Maybe your two guest bloggers could start off by clarifying the terminology of outsourcing, offshoring etc.

posted by: gw on 08.07.04 at 09:05 PM [permalink]



“I might note that Mohandas is probably not a doctoral candidate here at Harvard.”

Gosh, I sure hope not. Let’s give the guy a chance. Nobody should wish that another human being receives a doctoral degree from Harvard! This is something that could harm one’s resume. Bill Buckley is right on target in preferring that “ I would rather be governed by the first 200 names in the Boston phone book, than by the Harvard faculty."

posted by: David Thomson on 08.07.04 at 09:05 PM [permalink]



Does that mean we can expect lots of posts from Salam breathlessly anticipating "Serenity"? I can already get that at Gary Farber's place... ;-)

posted by: Chris Lawrence on 08.07.04 at 09:05 PM [permalink]



"Gosh, I sure hope not. Let’s give the guy a chance. Nobody should wish that another human being receives a doctoral degree from Harvard! This is something that could harm one’s resume."

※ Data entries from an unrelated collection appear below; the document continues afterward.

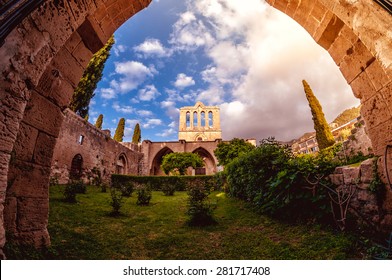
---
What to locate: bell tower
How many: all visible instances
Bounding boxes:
[178,101,222,142]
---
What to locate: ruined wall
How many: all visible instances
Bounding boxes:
[142,140,220,175]
[330,158,392,232]
[50,109,143,184]
[339,118,373,158]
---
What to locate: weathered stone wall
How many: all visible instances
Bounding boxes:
[330,158,392,231]
[342,118,373,158]
[50,109,143,184]
[0,0,392,256]
[142,140,220,175]
[0,0,151,254]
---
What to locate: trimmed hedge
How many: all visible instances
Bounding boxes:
[112,174,221,191]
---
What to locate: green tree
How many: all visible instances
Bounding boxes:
[302,80,335,150]
[113,118,125,142]
[69,36,114,118]
[161,152,204,175]
[132,123,142,144]
[214,138,255,166]
[95,114,103,129]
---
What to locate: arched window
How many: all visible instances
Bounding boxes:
[116,155,127,174]
[193,111,197,127]
[185,112,191,127]
[208,111,214,127]
[200,111,206,127]
[69,154,83,179]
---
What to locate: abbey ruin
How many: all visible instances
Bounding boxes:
[0,0,392,257]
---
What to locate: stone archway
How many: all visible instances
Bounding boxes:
[192,147,216,175]
[150,147,173,176]
[0,0,392,253]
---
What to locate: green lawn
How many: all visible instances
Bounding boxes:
[6,186,362,259]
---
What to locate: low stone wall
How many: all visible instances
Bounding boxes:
[330,158,392,232]
[50,109,143,184]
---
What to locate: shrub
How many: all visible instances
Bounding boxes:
[187,178,216,226]
[110,187,123,216]
[136,185,152,206]
[121,182,133,197]
[64,183,77,203]
[161,183,177,196]
[225,138,339,221]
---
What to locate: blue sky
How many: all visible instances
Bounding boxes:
[90,0,359,141]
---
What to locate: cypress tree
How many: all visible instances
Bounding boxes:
[113,118,125,142]
[302,80,335,150]
[95,114,103,129]
[132,123,142,144]
[69,36,114,118]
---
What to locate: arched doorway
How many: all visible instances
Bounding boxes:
[116,154,127,175]
[69,154,83,180]
[192,147,216,175]
[150,147,173,176]
[0,0,392,253]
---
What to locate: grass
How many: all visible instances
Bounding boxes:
[5,186,362,260]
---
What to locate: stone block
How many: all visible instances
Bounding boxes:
[37,66,75,110]
[72,40,92,69]
[368,116,392,156]
[329,174,344,186]
[14,122,38,162]
[7,160,50,199]
[33,132,56,168]
[360,159,374,183]
[52,47,84,87]
[343,167,360,185]
[340,40,374,84]
[350,71,377,102]
[366,60,391,91]
[4,197,17,233]
[64,32,82,53]
[286,0,301,18]
[17,197,49,232]
[23,93,63,137]
[361,94,391,129]
[0,87,27,153]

Doctorates in general, not just those from Harvard, are only to be wished upon one's enemies. The only thing worse would be a law or business degree. I try to encourage my students not to go to grad school at all. Learn from my ongoing mistake. =-)

I'd rather not be governed by the first 200 Bostonians OR the Harvard faculty. They're equivalent, if different, forms of decision-making dysfunction. 200 people, 754 different opinions.

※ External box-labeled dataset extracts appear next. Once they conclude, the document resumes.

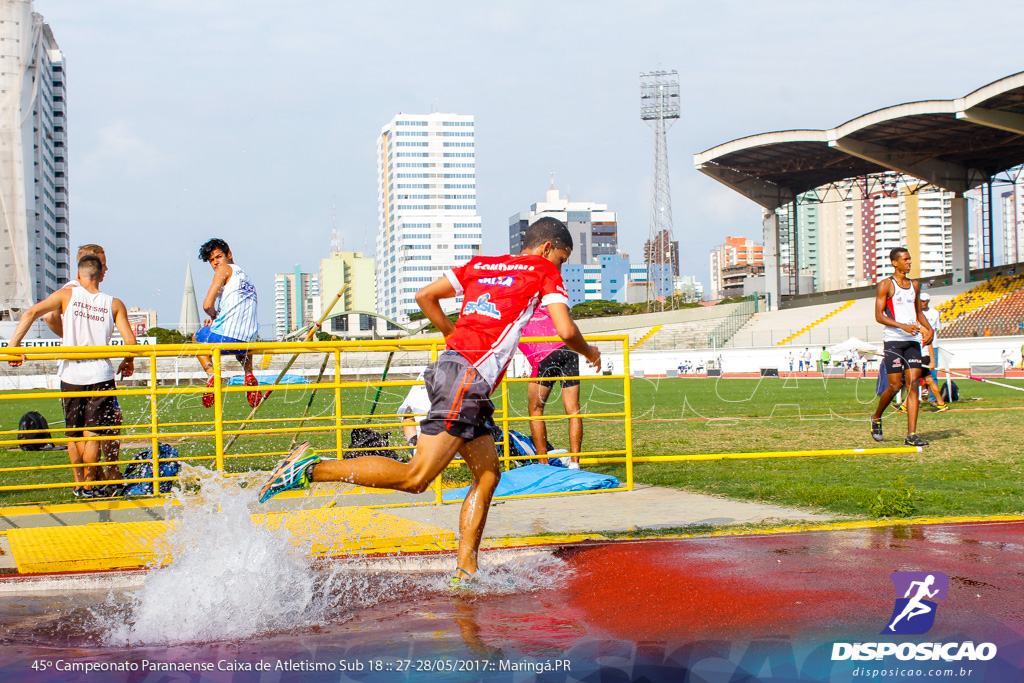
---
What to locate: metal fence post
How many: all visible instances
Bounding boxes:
[213,347,224,474]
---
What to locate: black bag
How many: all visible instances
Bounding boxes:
[343,427,406,462]
[17,411,53,451]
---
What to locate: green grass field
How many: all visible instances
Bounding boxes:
[0,378,1024,516]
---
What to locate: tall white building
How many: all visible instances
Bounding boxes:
[273,264,319,339]
[0,0,67,319]
[1001,179,1024,264]
[377,113,482,323]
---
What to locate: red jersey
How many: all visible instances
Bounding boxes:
[444,256,569,391]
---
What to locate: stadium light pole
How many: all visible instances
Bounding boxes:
[640,70,679,312]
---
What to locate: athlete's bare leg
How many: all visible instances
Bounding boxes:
[526,382,551,465]
[562,384,583,464]
[909,368,921,435]
[312,432,501,573]
[871,373,916,423]
[459,434,502,573]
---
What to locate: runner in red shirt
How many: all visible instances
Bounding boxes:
[260,218,601,583]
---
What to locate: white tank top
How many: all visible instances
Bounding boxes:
[882,278,921,342]
[210,263,259,342]
[57,287,114,384]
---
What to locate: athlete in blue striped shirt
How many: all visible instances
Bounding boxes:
[194,238,263,408]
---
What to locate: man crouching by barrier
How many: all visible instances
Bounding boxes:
[260,217,601,589]
[7,254,135,499]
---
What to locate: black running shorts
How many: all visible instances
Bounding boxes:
[60,380,118,438]
[420,351,495,441]
[534,346,580,389]
[883,341,922,375]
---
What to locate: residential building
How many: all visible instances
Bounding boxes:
[0,0,68,319]
[318,251,377,337]
[643,230,679,278]
[377,112,482,323]
[273,264,319,339]
[711,238,764,301]
[1000,179,1024,264]
[509,184,618,265]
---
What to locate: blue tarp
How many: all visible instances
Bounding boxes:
[227,375,309,386]
[443,465,618,501]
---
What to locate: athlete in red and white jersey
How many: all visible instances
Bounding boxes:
[260,218,601,585]
[444,254,569,391]
[871,247,933,447]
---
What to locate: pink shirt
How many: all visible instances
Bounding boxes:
[519,306,565,377]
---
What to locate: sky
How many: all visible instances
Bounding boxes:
[35,0,1024,337]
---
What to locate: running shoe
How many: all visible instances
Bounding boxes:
[246,373,263,408]
[871,420,885,441]
[903,434,928,447]
[449,567,473,592]
[259,441,321,503]
[203,375,214,408]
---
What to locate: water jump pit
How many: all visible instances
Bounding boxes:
[0,473,1024,682]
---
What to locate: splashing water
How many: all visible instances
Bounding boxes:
[92,466,567,646]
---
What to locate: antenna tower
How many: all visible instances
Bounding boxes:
[331,197,341,254]
[640,70,679,312]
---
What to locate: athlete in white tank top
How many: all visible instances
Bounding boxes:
[57,287,114,384]
[882,278,921,342]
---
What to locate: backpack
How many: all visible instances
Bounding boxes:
[17,411,53,451]
[124,443,181,496]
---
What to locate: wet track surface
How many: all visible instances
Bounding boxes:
[0,522,1024,681]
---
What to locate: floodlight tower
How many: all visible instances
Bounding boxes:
[640,70,679,311]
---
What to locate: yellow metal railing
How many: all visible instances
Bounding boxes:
[0,335,633,505]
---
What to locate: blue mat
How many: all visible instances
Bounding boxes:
[227,375,309,386]
[442,465,618,501]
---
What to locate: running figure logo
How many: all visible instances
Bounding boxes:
[462,294,502,321]
[882,571,949,636]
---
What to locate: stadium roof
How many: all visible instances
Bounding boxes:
[693,72,1024,209]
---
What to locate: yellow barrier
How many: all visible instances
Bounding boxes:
[0,335,633,504]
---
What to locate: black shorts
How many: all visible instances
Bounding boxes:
[60,380,119,438]
[883,341,923,375]
[420,351,495,441]
[535,346,580,389]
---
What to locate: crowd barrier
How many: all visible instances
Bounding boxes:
[0,335,633,505]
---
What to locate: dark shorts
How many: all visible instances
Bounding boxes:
[420,351,495,441]
[883,341,922,375]
[196,326,249,358]
[60,380,119,438]
[535,346,580,389]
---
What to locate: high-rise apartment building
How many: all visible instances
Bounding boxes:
[509,180,618,265]
[643,230,679,278]
[711,238,764,301]
[319,251,377,336]
[273,265,319,339]
[0,0,67,319]
[1001,179,1024,264]
[377,112,482,323]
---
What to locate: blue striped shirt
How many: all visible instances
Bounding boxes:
[210,263,259,342]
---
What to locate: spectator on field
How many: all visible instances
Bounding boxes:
[8,254,135,499]
[43,244,124,495]
[519,306,583,470]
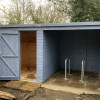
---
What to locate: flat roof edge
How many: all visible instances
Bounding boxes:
[0,22,100,28]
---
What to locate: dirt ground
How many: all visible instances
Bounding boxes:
[0,81,100,100]
[21,68,36,80]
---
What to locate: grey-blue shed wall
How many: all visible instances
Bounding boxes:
[60,30,100,72]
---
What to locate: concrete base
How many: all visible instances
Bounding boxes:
[41,71,100,94]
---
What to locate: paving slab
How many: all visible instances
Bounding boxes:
[0,91,16,100]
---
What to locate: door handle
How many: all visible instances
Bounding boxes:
[0,51,2,57]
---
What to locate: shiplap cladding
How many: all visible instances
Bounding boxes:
[0,22,100,82]
[0,29,20,80]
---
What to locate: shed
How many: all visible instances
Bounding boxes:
[0,22,100,82]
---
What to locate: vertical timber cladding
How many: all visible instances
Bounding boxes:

posted by: Nate on 08.07.04 at 09:05 PM [permalink]



Great idea - but how much better it would've been if the guest-bloggers really were workers from Bangalore! Perhaps they could be next time?

posted by: Carl Read on 08.07.04 at 09:05 PM [permalink]



“I'd rather not be governed by the first 200 Bostonians OR the Harvard faculty. They're equivalent, if different, forms of decision-making dysfunction. 200 people, 754 different opinions.”

I’m sure that Bill Buckley agrees with you. He carefully stated that if his choice was limited to the two above options---then he preferred to be governed by the people in the Boston phone book. This would be a very rational decision. Why do I say this? It is because Harvard University does not seem to train students to think and follow a logical argument. They instead are apparently encouraged to become “Harvard cool” liberal buffoons.

posted by: David Thomson on 08.07.04 at 09:05 PM [permalink]



Now maybe Reihan will provide an explanation on why Evil Forces has been updated exactly once in the last year. I just hope this blog's productivity exceeds that record.

posted by: Independent George on 08.07.04 at 09:05 PM [permalink]



Siddarth,

Your name reminds me of a question I have always wanted answered. What is the view of Indians of Herman Hesse's attempt to portray the religious culture of India in his book Siddartha?

posted by: Kyle Swanson on 08.07.04 at 09:05 PM [permalink]



Ah,but why be limited by Bill Buckley's overly restricted choices of decision-making? I prefer to think with a bigger-than-dichotomous box.

And not teaching students to "think and follow logical arguments" does not strike me as an affliction of only Harvard. I've been at four universities now, and the syndrome aforementioned happened at all of them. It's a problem of the American public at large, rather than just that of Harvard University. Even more depressingly, citizens are unable to differentiate between two equally logical arguments that lead to different conclusions; they can't seem to understand why or how they differ.

posted by: Nate on 08.07.04 at 09:05 PM [permalink]



Dan, so what shall make of the fact that apparently you couldn't find anybody actually _in_ India to do the work for you?
Letting two other Americans take over your blog for a week, even if they are of Indian origin, isn't exactly the kind of "outsourcing" that is often criticized.

Drezner is just kickin' it '80s style. This is old school outsourcing -- remember when the complaints were about the damn immigrants taking Americans' jobs?

posted by: PG on 08.07.04 at 09:05 PM [permalink]



Although sometimes I am for outsourcing I believe you should not call this outsourcing. Outsourcing to me means relocating a job outside the US. I still will read your articles. And I am glad you are leaning to Kerry. I hope comes November, you punch your X or lower the level for Kerry/Edwards. Muchas gracias.